Marijuana Smoking Does Not Harm Lungs

Wednesday, January 11th, 2012

Marijuana smoking does not harm the lungs, oddly enough:

In the new study, which was published in The Journal of the American Medical Association and financed by the National Institutes of Health, roughly 5,100 men and women in four cities – Oakland, Calif.; Chicago; Minneapolis; and Birmingham – were interviewed and given lung function tests repeatedly over 20 years. They were on average about age 25 at the start, and more than half smoked marijuana, cigarettes or both.

The researchers found that for marijuana smokers, an exposure of up to seven “joint years” — with one joint-year equivalent to smoking 365 joints or filled pipes, or an average of one joint a day for seven years — did not worsen pulmonary function. Dr. Kertesz noted that with heavier marijuana use, described as 10 joint-years of exposure or more, lung function did begin to decline. And for a person who smokes both marijuana and cigarettes, “the net effect is going to be continued loss of lung function.”

Dr.
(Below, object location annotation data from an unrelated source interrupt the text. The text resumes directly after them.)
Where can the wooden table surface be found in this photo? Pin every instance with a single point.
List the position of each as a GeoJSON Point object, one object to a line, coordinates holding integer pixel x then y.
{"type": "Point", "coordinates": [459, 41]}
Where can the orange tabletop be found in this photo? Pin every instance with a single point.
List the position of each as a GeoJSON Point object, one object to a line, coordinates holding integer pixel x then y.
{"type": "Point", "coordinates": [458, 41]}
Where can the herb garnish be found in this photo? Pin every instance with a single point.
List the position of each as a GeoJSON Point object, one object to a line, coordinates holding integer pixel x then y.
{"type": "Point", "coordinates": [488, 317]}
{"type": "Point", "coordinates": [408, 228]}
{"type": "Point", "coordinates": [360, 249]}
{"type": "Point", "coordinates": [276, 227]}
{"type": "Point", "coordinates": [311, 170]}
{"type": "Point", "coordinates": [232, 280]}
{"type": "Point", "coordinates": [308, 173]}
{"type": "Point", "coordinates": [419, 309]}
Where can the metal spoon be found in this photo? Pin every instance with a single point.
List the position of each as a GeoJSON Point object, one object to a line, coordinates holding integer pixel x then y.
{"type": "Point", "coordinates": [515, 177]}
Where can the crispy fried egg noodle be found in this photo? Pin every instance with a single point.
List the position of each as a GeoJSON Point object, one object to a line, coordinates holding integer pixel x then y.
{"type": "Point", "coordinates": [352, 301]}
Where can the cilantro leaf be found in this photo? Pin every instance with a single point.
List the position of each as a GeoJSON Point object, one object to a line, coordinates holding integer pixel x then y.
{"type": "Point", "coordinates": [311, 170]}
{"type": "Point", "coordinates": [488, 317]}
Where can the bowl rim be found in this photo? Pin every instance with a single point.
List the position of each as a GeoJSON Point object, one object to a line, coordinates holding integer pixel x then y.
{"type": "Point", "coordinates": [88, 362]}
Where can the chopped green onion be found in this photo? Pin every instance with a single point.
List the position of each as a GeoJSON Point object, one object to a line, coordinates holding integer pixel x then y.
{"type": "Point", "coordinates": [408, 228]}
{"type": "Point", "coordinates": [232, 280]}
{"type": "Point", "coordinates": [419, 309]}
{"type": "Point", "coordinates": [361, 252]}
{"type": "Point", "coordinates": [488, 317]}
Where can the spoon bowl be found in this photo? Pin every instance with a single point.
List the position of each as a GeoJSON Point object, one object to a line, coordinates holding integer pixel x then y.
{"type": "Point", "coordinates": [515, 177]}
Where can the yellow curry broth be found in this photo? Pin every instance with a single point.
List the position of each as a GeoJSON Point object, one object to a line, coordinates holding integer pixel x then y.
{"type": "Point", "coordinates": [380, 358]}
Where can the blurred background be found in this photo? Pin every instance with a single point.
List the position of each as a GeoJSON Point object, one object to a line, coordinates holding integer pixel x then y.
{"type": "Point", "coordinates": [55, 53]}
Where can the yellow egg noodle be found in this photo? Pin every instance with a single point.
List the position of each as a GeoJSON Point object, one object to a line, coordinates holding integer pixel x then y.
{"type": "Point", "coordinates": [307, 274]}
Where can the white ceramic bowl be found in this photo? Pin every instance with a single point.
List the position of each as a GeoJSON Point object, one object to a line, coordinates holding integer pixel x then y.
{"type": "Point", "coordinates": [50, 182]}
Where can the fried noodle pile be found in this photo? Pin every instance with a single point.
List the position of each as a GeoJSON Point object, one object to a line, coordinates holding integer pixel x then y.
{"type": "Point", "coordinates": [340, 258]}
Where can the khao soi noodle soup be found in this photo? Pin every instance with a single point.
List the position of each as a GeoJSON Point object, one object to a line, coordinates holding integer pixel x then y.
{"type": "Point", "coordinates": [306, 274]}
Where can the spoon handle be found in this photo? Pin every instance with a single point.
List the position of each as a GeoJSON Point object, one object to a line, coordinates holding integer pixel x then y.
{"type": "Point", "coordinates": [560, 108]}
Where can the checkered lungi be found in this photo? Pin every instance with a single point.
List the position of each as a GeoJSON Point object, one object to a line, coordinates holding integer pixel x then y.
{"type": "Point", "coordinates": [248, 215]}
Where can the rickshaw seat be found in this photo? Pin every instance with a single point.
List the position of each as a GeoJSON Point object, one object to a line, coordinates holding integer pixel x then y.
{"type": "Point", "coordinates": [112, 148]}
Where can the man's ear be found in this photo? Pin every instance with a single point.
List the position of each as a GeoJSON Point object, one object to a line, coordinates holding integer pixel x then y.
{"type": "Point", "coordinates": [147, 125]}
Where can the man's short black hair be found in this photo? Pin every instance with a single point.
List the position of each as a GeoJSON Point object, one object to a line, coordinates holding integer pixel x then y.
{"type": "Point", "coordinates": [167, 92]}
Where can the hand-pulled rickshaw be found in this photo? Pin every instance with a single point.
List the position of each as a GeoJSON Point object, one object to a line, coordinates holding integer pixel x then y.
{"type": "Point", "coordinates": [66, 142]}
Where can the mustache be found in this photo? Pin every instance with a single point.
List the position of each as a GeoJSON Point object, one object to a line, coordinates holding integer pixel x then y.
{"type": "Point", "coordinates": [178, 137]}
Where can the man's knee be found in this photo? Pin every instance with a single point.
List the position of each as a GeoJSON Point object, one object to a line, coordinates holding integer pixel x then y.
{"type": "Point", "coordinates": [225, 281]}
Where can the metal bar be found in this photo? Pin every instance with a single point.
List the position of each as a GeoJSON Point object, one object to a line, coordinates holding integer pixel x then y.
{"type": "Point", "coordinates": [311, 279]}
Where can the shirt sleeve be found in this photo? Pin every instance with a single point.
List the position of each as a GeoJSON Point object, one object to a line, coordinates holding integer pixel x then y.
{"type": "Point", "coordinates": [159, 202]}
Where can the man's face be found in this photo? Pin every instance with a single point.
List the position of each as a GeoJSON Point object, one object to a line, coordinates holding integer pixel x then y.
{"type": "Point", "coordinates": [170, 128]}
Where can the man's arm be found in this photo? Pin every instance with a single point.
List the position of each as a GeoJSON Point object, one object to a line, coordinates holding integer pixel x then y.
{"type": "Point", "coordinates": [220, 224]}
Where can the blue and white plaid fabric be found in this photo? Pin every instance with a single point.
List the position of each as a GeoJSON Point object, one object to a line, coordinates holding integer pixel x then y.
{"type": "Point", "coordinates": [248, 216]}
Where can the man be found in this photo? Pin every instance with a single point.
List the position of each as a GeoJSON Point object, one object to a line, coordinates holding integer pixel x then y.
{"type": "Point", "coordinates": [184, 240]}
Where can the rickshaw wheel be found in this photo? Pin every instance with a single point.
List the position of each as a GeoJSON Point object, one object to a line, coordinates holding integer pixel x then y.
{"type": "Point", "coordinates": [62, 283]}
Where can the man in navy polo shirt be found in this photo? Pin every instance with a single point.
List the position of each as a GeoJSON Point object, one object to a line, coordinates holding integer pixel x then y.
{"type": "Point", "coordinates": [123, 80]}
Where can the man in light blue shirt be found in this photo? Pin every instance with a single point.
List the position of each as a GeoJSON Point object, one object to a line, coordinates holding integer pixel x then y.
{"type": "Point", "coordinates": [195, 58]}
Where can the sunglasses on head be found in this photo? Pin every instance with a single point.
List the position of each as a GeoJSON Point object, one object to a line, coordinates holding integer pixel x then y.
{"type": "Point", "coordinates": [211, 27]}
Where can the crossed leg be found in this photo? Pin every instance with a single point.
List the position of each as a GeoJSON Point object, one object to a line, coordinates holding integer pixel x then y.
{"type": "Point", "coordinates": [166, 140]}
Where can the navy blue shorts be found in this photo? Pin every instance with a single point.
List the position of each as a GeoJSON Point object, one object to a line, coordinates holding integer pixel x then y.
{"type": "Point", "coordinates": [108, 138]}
Donald Tashkin, a pulmonologist at the University of California, Los Angeles, who has studied marijuana for over 30 years and was not involved in the study, said it confirmed findings from several other studies showing “that essentially there is no significant relationship between marijuana exposure and impairment in lung function.” He said one reason marijuana smoke may not be as harmful as tobacco smoke, despite containing similar noxious ingredients, may be the fact that its active ingredient, THC, has anti-inflammatory effects.

Comments

  1. Doctor Pat says:

    Or perhaps that they were looking at the equivalent of only smoking one joint per day. If the cigarette smokers were only smoking one cigarette per day it would probably take 10 years or more before damage started showing up.